Prediction Market Design and Liquidity
Futarchy fails without liquid markets. This resource category covers market mechanisms rather than governance logic.
Design considerations:
- LMSR vs constant-product AMMs: LMSR provides bounded loss and smoother prices for low-liquidity markets
- Subsidy sizing: Early futarchy experiments typically require explicit liquidity grants to attract informed traders
- Trader incentives: Fees must be low enough to encourage information revelation
In practice, many futarchy pilots allocate a fixed budget, for example $10k–$100k in stablecoins, to seed each decision market. Developers should simulate price sensitivity before deployment, since shallow markets amplify noise and governance manipulation.
Oracle Design for Futarchy Outcomes
Oracles are the most critical failure point in futarchy systems. Every prediction market depends on objective, verifiable resolution.
Common oracle patterns:
- Optimistic oracles like UMA for metrics derived from off-chain data
- Snapshot-based oracles for on-chain KPIs such as protocol revenue or TVL
- Human arbitration backstops for ambiguous outcomes
Best practices:
- Pre-define resolution formulas in code, not governance discussions
- Avoid metrics that can be manipulated by short-term actions
- Include dispute windows longer than typical governance votes
Most failed futarchy pilots underestimated oracle complexity. Developers should prototype oracle logic before deploying any market contracts.
Conclusion and Next Steps
This guide has outlined the core components for building a futarchy system. The next step is to integrate these concepts into a functional prototype.
You now have the foundational knowledge to implement a basic futarchy system. The core workflow involves: creating a prediction market for each proposal using a DEX like Gnosis Conditional Tokens, setting a resolution date based on a verifiable oracle (e.g., Chainlink), and executing the decision rule—funding proposals where the "yes" market price exceeds a predefined threshold, like 0.6 DAI. Your smart contract must manage the lifecycle: market creation, token bonding, oracle resolution, and conditional treasury disbursement.

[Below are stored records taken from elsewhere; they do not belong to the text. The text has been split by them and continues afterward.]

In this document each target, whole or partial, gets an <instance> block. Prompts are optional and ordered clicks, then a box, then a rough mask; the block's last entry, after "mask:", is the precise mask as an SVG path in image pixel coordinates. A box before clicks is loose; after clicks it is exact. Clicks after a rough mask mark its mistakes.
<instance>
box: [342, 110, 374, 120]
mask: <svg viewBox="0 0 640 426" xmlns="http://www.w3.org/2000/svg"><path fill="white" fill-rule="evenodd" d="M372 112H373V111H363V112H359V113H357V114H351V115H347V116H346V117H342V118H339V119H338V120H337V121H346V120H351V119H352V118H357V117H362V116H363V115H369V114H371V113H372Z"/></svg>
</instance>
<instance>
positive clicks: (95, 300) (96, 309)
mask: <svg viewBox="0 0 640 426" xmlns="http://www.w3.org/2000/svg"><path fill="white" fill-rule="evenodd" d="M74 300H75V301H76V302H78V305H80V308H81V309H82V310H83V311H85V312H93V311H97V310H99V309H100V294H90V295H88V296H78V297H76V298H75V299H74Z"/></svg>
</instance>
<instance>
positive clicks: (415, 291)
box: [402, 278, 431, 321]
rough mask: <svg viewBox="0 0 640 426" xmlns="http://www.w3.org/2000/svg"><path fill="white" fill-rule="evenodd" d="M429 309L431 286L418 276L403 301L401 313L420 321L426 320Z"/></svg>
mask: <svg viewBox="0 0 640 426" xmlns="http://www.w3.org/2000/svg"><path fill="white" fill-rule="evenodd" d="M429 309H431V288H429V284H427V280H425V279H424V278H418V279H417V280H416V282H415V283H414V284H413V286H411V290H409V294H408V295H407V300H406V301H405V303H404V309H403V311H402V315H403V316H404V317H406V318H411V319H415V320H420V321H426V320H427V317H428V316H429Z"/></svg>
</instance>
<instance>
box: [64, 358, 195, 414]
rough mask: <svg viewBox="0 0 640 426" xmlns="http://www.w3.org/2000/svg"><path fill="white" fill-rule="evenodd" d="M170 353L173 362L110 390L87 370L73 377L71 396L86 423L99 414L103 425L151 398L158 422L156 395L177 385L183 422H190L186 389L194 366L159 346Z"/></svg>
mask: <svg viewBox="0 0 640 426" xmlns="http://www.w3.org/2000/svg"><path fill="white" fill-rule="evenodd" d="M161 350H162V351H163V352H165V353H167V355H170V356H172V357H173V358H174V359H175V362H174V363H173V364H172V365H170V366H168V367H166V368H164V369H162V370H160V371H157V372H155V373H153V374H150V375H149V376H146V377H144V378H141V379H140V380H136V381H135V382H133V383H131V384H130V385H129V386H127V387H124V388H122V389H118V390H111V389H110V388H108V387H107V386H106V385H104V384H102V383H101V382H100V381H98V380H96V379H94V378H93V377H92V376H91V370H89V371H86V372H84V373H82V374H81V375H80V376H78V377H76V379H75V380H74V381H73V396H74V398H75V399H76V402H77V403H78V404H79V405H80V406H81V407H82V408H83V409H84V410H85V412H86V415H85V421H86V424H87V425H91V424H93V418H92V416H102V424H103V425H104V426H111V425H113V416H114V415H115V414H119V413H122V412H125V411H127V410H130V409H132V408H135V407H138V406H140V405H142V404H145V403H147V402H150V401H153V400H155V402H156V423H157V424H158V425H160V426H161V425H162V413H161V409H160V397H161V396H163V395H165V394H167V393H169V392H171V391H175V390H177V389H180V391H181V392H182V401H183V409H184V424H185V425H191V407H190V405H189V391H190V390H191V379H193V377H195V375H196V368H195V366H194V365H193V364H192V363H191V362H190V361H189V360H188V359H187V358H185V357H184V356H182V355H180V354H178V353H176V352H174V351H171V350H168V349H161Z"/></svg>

For development, start with a testnet implementation. Use Foundry or Hardhat to write and test your contracts. Key functions to implement include createMarket(uint256 proposalId, uint256 resolutionTime) to spawn prediction markets, and executeDecision(uint256 proposalId) which checks the final market price via the oracle and triggers funding from a Gnosis Safe treasury module if the condition is met. Thoroughly test edge cases, such as oracle failure or market manipulation attempts.
Consider these advanced research directions to improve your system. Scalability: Explore layer-2 solutions like Arbitrum or Optimism to reduce market creation and trading costs. Mechanism Design: Implement LMSR (Logarithmic Market Scoring Rule) market makers for better liquidity in low-volume markets. Privacy: Use zk-SNARKs (e.g., via Aztec) to allow private voting on proposal creation without revealing individual stakes until market resolution.

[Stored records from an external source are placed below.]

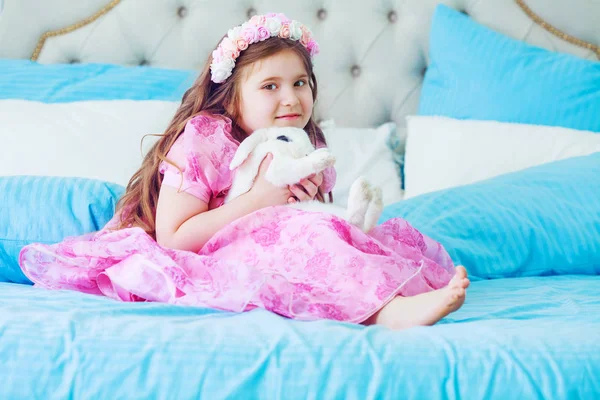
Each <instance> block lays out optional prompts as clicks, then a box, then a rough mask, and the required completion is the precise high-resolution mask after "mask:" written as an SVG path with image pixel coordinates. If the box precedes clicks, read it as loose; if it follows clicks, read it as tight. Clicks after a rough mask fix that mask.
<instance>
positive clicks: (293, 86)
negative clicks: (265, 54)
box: [237, 50, 313, 135]
mask: <svg viewBox="0 0 600 400" xmlns="http://www.w3.org/2000/svg"><path fill="white" fill-rule="evenodd" d="M308 81H309V76H308V74H307V72H306V69H305V68H304V64H303V63H302V60H301V59H300V57H299V56H298V55H297V54H296V53H294V51H292V50H284V51H281V52H279V53H277V54H275V55H272V56H270V57H267V58H265V59H262V60H260V61H258V62H256V63H255V64H253V65H250V66H248V67H247V68H246V71H245V73H244V74H242V82H241V84H240V103H239V107H240V110H239V111H240V115H241V116H240V118H239V119H238V121H237V123H238V125H239V126H240V127H241V128H242V129H243V130H244V131H245V132H246V134H248V135H250V134H252V132H254V131H255V130H256V129H260V128H269V127H272V126H277V127H279V126H281V127H287V126H293V127H296V128H304V127H305V126H306V124H307V123H308V121H309V120H310V116H311V114H312V108H313V96H312V91H311V89H310V86H309V85H308Z"/></svg>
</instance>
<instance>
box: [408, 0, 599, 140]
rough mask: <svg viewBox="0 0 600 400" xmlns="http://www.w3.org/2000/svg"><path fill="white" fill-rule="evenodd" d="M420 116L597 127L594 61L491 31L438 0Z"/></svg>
mask: <svg viewBox="0 0 600 400" xmlns="http://www.w3.org/2000/svg"><path fill="white" fill-rule="evenodd" d="M429 62H430V63H429V66H428V67H427V72H426V74H425V80H424V82H423V89H422V91H421V98H420V104H419V114H420V115H441V116H446V117H452V118H460V119H479V120H496V121H502V122H521V123H527V124H538V125H552V126H563V127H566V128H573V129H581V130H588V131H593V132H600V113H598V110H599V109H600V85H599V82H600V63H599V62H597V61H590V60H584V59H582V58H579V57H576V56H573V55H569V54H563V53H556V52H552V51H549V50H545V49H542V48H539V47H535V46H532V45H530V44H527V43H525V42H522V41H519V40H516V39H512V38H509V37H507V36H505V35H503V34H501V33H498V32H495V31H493V30H491V29H489V28H487V27H485V26H483V25H480V24H478V23H477V22H476V21H474V20H473V19H471V18H470V17H468V16H467V15H465V14H463V13H461V12H459V11H457V10H454V9H452V8H450V7H447V6H445V5H438V6H437V8H436V10H435V13H434V15H433V20H432V23H431V32H430V44H429Z"/></svg>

Further your understanding by studying existing implementations and academic work. Review the Augur v2 protocol for decentralized oracle and market design. Examine research papers on Futarchy by Robin Hanson. Engage with the DAOstack community, as their Alchemy platform has experimented with futarchy-like modules. These resources provide critical insights into real-world challenges and solutions.
The final step is to deploy a minimum viable product (MVP) for a specific use case, such as allocating a DAO's grant fund or deciding on a protocol parameter change. Start with a small, controlled treasury and a community familiar with prediction markets. Gather feedback on usability, market liquidity, and the perceived quality of decisions made. This iterative testing is essential for refining the mechanism before any mainnet deployment with significant value at stake.